Meerkühles Blau steht jeder Frau
Nicht Nähen und Zeichnen, Stoffe und Farben zählen:
Dem Modemacher Uli Richter zum neunzigsten Geburtstag


F.A.Z./28.12.2016/Feuilleton

Als „Mode-Schöpfer“, so hat es Uli Richter immer wieder betont, verstehe er sich nicht, eher als „Mode-Denker“. 1973 hatte die Journalistin Marietta Riederer diesen Begriff für Richter erfunden, und wer den Designer einmal während seiner Entwurfsphase erlebt hat, weiß, wie treffsicher sie ihn damit beschrieb. Richters Arbeitsweise ist eigenwillig. Er entwickelte seine Couture-Visionen nicht über Ideenskizzen, wie allgemein üblich, sondern ausschließlich über das Material, über Muster, Stoffstrukturen und Farben. Er erfühlte und erdachte in gewisser Weise seine Kreationen und überraschte mit unkonventionellen Doubleface-Reptil-Crêpe de Chine- und Chinchilla-Kombinationen. In den fünfziger bis siebziger Jahren erlangte er mit seinem innovativen Stil internationalen Ruhm und wurde einer der einflussreichsten deutschen Modedesigner der Nachkriegszeit.

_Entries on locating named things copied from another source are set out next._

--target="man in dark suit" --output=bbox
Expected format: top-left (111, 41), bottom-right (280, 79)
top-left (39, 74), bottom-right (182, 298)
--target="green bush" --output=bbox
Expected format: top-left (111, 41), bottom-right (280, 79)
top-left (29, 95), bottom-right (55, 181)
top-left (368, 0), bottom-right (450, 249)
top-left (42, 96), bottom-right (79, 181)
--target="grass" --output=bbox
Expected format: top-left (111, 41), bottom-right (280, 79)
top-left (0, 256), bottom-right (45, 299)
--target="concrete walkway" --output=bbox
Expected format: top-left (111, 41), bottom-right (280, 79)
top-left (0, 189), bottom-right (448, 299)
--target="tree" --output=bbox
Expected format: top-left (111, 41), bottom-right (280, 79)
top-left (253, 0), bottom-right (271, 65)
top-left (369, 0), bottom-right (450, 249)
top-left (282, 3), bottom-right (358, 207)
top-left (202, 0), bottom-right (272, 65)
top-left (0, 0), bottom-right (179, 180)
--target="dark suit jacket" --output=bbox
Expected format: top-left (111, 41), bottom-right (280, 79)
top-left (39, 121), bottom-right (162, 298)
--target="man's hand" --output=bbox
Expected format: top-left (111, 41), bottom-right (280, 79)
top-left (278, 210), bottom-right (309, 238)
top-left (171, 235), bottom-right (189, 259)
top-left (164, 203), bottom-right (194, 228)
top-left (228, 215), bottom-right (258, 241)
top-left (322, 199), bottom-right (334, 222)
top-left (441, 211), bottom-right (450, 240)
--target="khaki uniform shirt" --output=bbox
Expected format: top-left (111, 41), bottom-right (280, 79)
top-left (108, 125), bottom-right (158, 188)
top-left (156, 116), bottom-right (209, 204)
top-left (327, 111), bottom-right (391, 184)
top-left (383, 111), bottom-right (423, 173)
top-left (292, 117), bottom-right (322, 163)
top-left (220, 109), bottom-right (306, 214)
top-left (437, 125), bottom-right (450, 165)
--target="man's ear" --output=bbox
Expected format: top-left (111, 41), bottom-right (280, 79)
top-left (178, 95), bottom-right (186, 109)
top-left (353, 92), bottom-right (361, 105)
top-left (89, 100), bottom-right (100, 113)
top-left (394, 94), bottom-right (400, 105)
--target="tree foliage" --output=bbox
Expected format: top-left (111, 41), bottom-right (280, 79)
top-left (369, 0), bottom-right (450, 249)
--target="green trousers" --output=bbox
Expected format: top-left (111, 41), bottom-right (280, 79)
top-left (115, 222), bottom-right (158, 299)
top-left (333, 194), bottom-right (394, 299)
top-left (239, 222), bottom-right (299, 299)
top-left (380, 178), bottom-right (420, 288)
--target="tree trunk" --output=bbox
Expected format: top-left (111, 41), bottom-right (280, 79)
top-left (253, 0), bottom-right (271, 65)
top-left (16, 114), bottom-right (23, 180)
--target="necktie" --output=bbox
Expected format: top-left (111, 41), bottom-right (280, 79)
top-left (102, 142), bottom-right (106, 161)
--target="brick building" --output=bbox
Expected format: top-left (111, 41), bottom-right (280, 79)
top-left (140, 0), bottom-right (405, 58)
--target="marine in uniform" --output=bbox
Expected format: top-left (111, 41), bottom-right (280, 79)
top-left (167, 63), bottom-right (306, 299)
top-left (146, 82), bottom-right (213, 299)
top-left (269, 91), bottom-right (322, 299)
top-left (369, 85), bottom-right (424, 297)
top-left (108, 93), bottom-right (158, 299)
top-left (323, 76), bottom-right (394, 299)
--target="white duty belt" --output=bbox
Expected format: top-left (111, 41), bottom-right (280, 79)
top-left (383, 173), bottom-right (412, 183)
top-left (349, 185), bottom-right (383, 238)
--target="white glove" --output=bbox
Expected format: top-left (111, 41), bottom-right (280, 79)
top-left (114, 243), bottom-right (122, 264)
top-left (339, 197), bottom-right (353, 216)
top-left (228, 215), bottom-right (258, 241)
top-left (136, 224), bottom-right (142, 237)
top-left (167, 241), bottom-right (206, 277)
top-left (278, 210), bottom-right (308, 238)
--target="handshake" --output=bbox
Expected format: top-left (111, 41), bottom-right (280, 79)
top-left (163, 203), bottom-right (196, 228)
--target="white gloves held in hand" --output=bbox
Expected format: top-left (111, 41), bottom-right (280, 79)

Uli Richter wurde 1926 in Potsdam geboren und absolvierte nach Arbeitsdienst, Wehrmacht und amerikanischer Gefangenschaft eine Ausbildung zum Textilkaufmann. Doch schon bei seinem ersten Volontariat im renommierten Berliner Modehaus Horn zeigte sich, dass ein vielversprechendes Design-Talent in ihm steckte. Frech, beharrlich und zielstrebig, so die Legende, schmuggelte er einen eigenen Entwurf in die Kollektion. Das dunkelblaue Sommerkleid „Marcelle“ mit dem abgesteppten Plisseerock und dem braven weißen Kragen, den der Auszubildende keck an den Rand des Dekolletés versetzt hatte, wurde zu einem Verkaufsschlager, der selbst seinen Arbeitgeber erstaunte. Rolf Horn protegierte den jungen Uli und nahm ihn mit zu den großen Schauen nach Paris, öffnete ihm die Türen zur Modewelt und ließ ihn bald als Designer für seine Firma arbeiten. Der Mentor wurde zum Vorbild.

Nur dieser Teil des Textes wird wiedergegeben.